I’ve learned that everyone wants to live on top of the mountain, but all the happiness and growth occurs while you’re climbing it – Andy Rooney
A guidebook entitled Spitzkoppe and Pontoks Namibia by Eckhardt Haber contains all the route information of the area. To date, the highest peak of the Spitzkoppe has been reached by climbers more than 600 times. Members of Namibia’s rock-climbing community form part of the Mountain Club of South Africa (MCSA), which has a Namibian charter.
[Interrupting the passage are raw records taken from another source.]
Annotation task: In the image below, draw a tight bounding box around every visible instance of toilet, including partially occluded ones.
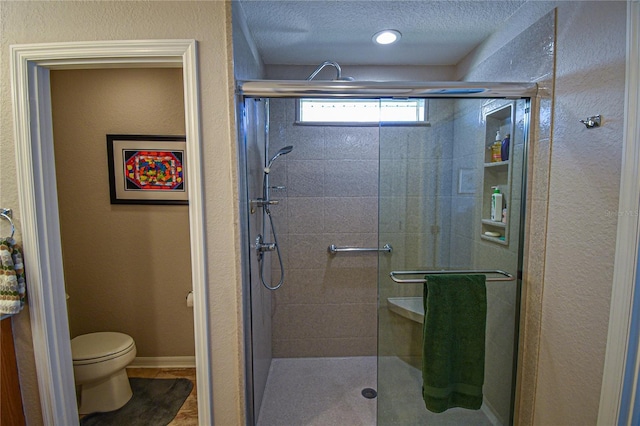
[71,332,136,414]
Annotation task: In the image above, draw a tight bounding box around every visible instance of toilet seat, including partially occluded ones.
[71,331,135,365]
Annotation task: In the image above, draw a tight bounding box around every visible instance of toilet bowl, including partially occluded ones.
[71,332,136,414]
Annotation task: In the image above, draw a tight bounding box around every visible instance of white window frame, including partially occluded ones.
[295,98,431,126]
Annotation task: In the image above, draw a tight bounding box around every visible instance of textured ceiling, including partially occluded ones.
[240,0,527,65]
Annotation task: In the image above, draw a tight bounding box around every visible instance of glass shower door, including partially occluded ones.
[377,99,528,425]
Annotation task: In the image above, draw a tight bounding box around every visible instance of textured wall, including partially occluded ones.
[51,68,194,357]
[0,1,244,424]
[534,2,626,425]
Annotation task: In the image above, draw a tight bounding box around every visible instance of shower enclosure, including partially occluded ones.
[238,81,535,425]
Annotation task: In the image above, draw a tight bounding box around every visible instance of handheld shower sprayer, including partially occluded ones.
[264,145,293,174]
[256,145,293,290]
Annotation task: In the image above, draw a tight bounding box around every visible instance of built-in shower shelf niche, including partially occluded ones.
[480,102,515,246]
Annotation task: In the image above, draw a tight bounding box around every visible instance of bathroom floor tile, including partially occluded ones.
[127,368,198,426]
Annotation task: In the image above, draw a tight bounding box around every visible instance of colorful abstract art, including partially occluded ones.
[107,135,189,204]
[123,150,184,191]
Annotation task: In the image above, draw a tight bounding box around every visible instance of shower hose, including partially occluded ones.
[258,206,284,290]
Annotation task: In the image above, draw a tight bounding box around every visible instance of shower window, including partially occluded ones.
[296,98,429,126]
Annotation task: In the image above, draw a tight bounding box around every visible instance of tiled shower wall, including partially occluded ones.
[269,99,453,357]
[269,99,378,357]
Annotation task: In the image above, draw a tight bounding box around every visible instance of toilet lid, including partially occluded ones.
[71,331,133,361]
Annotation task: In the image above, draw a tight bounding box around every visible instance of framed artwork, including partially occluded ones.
[107,135,189,204]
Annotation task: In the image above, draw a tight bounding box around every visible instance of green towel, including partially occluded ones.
[422,274,487,413]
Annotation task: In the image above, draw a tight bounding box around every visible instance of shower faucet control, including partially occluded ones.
[256,234,276,257]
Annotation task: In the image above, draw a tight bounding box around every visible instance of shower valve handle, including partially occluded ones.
[256,234,276,253]
[249,198,280,214]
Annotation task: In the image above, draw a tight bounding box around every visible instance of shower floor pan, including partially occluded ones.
[387,297,424,324]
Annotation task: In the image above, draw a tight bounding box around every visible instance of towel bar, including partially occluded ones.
[389,269,516,284]
[328,244,393,254]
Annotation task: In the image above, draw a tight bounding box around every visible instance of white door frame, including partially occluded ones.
[11,40,213,426]
[598,0,640,425]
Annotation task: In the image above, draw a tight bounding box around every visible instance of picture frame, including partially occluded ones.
[107,134,189,205]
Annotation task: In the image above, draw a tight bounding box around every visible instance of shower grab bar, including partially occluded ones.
[329,244,393,254]
[389,269,516,284]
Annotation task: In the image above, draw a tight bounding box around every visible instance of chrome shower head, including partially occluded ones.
[264,145,293,173]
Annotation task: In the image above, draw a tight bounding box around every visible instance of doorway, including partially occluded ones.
[11,40,213,425]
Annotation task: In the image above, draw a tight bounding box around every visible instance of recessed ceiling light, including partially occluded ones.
[372,30,402,44]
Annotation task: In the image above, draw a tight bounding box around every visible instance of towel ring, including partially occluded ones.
[0,209,16,238]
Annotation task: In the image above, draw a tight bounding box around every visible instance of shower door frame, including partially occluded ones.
[236,80,538,424]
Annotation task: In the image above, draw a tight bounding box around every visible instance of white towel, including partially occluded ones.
[0,238,26,314]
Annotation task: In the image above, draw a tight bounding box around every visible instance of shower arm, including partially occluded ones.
[307,61,342,81]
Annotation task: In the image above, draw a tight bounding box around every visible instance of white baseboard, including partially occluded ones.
[127,356,196,368]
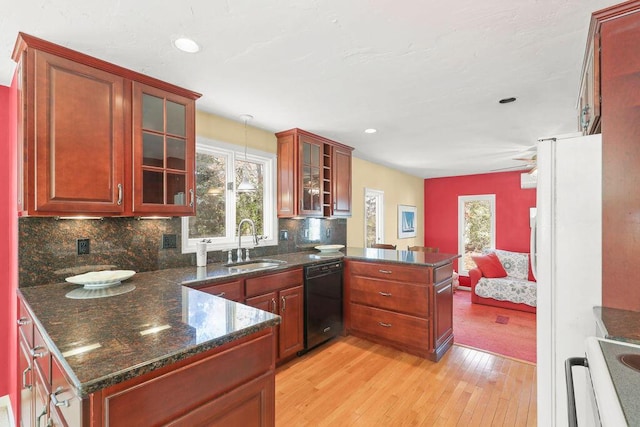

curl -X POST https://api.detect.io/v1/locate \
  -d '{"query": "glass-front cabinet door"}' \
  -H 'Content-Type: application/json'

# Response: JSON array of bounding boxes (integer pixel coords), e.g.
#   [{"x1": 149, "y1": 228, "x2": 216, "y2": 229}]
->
[
  {"x1": 299, "y1": 136, "x2": 324, "y2": 216},
  {"x1": 133, "y1": 83, "x2": 195, "y2": 216}
]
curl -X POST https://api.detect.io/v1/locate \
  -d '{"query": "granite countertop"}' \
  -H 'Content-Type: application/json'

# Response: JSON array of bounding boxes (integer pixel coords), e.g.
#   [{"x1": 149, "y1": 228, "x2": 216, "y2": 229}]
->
[
  {"x1": 19, "y1": 248, "x2": 459, "y2": 397},
  {"x1": 593, "y1": 307, "x2": 640, "y2": 425},
  {"x1": 19, "y1": 267, "x2": 280, "y2": 397},
  {"x1": 593, "y1": 307, "x2": 640, "y2": 345}
]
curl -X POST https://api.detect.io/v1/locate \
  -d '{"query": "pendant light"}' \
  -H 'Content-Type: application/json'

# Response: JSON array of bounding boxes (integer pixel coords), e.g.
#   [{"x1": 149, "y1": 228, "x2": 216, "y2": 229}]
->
[{"x1": 236, "y1": 114, "x2": 256, "y2": 193}]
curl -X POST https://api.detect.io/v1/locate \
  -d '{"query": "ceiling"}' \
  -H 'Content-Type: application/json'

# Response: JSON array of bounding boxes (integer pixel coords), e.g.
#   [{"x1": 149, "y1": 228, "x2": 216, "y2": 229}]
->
[{"x1": 0, "y1": 0, "x2": 618, "y2": 178}]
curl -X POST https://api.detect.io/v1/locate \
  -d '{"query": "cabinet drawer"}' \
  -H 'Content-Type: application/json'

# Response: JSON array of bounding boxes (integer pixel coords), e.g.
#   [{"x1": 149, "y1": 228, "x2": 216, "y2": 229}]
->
[
  {"x1": 348, "y1": 261, "x2": 431, "y2": 284},
  {"x1": 351, "y1": 276, "x2": 429, "y2": 317},
  {"x1": 351, "y1": 303, "x2": 430, "y2": 349},
  {"x1": 18, "y1": 299, "x2": 33, "y2": 348},
  {"x1": 195, "y1": 280, "x2": 244, "y2": 302},
  {"x1": 245, "y1": 268, "x2": 302, "y2": 298},
  {"x1": 99, "y1": 332, "x2": 274, "y2": 426},
  {"x1": 51, "y1": 357, "x2": 82, "y2": 426},
  {"x1": 31, "y1": 328, "x2": 51, "y2": 384},
  {"x1": 433, "y1": 264, "x2": 453, "y2": 283}
]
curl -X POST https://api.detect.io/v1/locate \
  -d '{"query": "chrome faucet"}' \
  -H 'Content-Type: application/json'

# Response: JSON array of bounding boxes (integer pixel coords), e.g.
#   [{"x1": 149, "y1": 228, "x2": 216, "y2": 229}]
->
[{"x1": 238, "y1": 218, "x2": 259, "y2": 262}]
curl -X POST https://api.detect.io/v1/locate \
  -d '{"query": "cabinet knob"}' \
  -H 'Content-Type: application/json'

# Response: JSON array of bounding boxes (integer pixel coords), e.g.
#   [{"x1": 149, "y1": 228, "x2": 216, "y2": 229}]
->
[
  {"x1": 29, "y1": 345, "x2": 47, "y2": 359},
  {"x1": 51, "y1": 387, "x2": 71, "y2": 408}
]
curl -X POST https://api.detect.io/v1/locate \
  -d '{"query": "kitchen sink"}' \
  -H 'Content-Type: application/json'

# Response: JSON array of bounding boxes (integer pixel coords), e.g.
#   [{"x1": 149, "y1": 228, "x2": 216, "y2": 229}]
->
[{"x1": 224, "y1": 259, "x2": 286, "y2": 273}]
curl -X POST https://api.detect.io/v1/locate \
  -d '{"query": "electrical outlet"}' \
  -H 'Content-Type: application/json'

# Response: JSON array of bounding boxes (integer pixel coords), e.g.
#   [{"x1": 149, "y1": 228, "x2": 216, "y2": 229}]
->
[
  {"x1": 76, "y1": 239, "x2": 90, "y2": 255},
  {"x1": 162, "y1": 234, "x2": 178, "y2": 249}
]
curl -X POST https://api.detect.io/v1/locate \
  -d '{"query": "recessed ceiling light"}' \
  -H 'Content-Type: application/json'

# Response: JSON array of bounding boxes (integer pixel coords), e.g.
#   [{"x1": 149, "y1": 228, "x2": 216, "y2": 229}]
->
[{"x1": 173, "y1": 37, "x2": 200, "y2": 53}]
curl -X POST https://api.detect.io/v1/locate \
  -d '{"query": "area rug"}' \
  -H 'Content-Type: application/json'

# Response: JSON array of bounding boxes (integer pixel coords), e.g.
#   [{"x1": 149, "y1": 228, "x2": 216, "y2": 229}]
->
[{"x1": 453, "y1": 290, "x2": 536, "y2": 363}]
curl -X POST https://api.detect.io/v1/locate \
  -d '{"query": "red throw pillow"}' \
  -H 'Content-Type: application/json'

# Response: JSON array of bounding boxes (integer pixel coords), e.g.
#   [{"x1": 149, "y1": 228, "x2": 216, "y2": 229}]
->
[{"x1": 471, "y1": 252, "x2": 507, "y2": 278}]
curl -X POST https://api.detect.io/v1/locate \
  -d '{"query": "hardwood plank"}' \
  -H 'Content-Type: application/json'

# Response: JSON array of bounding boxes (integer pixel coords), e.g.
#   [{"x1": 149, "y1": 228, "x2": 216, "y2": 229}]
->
[{"x1": 276, "y1": 336, "x2": 537, "y2": 427}]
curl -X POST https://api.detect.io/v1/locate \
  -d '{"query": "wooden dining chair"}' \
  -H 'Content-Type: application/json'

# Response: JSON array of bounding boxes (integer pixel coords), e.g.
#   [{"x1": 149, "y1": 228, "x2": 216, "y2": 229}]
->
[
  {"x1": 407, "y1": 246, "x2": 440, "y2": 253},
  {"x1": 371, "y1": 243, "x2": 396, "y2": 250}
]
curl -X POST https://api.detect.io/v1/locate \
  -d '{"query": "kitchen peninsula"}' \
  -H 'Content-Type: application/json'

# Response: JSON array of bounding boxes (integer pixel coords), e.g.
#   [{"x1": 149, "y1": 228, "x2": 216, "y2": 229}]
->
[{"x1": 19, "y1": 248, "x2": 457, "y2": 426}]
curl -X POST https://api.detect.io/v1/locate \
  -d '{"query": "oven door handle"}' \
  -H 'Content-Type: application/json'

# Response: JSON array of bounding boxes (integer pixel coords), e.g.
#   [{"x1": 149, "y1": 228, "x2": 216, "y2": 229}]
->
[{"x1": 564, "y1": 357, "x2": 589, "y2": 427}]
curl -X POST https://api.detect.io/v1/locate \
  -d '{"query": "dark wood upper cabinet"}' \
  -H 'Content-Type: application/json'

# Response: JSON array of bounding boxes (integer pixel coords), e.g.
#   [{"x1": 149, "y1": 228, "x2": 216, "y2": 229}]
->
[
  {"x1": 592, "y1": 1, "x2": 640, "y2": 311},
  {"x1": 276, "y1": 128, "x2": 353, "y2": 218},
  {"x1": 331, "y1": 146, "x2": 351, "y2": 216},
  {"x1": 13, "y1": 33, "x2": 200, "y2": 216},
  {"x1": 133, "y1": 82, "x2": 195, "y2": 215},
  {"x1": 578, "y1": 26, "x2": 601, "y2": 135}
]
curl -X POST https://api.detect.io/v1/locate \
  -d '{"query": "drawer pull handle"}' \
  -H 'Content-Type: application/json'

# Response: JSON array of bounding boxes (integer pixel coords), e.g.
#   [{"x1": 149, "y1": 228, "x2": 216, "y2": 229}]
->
[
  {"x1": 22, "y1": 367, "x2": 31, "y2": 390},
  {"x1": 51, "y1": 387, "x2": 71, "y2": 408},
  {"x1": 117, "y1": 184, "x2": 122, "y2": 206},
  {"x1": 30, "y1": 345, "x2": 47, "y2": 358}
]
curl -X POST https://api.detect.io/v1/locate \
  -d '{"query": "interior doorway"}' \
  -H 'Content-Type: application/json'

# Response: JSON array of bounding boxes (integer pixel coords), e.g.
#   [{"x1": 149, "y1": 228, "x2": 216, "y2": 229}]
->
[{"x1": 364, "y1": 188, "x2": 384, "y2": 248}]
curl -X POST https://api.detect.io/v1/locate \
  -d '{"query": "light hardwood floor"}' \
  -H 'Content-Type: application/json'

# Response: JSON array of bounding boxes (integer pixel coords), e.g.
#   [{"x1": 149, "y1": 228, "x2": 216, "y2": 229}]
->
[{"x1": 276, "y1": 336, "x2": 537, "y2": 427}]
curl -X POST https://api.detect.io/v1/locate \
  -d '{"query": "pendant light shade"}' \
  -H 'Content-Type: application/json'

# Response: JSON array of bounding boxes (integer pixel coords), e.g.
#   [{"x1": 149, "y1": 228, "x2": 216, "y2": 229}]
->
[{"x1": 236, "y1": 114, "x2": 257, "y2": 193}]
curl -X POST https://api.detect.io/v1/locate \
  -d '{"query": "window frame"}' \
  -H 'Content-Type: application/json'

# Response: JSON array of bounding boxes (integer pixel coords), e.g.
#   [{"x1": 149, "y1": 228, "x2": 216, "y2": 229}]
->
[
  {"x1": 458, "y1": 194, "x2": 496, "y2": 276},
  {"x1": 181, "y1": 137, "x2": 278, "y2": 254}
]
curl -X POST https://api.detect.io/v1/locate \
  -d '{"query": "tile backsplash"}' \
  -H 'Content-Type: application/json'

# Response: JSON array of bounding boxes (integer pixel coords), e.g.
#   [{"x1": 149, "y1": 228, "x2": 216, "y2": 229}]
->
[{"x1": 18, "y1": 217, "x2": 347, "y2": 287}]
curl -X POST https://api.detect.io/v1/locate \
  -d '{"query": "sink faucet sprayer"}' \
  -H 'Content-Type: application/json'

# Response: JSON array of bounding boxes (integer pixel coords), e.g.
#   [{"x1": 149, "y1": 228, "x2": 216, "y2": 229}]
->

The club facilitates and engages in mountaineering, climbing of all types including boulder climbing, hiking, international expeditions, mountain search and rescue, training, the conservation of mountain areas, and the procurement of access for mountaineering.
DID YOU KNOW?
There are a few climbing areas within 20 km of Windhoek, but these are usually on privately owned property where the right of admission is reserved. The climbing company, Urban Friction, facilitates climbs in popular spots throughout Namibia. No experience is needed to join these climbing tours, and they are open to everybody, from amateurs to professionals. MCSA Namibia hosts regular outings to Spitzkoppe during winter. Dates for scheduled climbs can be found on the website MCSA Namibia: www.mcnam.org.
Camping at the Spitzkoppe
There are few experiences as amazing as camping at the Spitzkoppe. The unbelievable clarity of the Namibian night sky and the absolute silence will leave you wishing the sun wouldn’t come up until noon. For a truly special experience, plan your next camping trip there to correlate with the full moon and get a sense of how Neil Armstrong felt. Spitzkoppe Rest Camp is a community-based tourism initiative. The 31 campsites, nestled into their own private nooks, can accommodate a maximum eight persons each. The campsites have dry toilets only, but hot showers are available at reception. Members of the local community come by the campsites in a donkey cart each day to remove rubbish.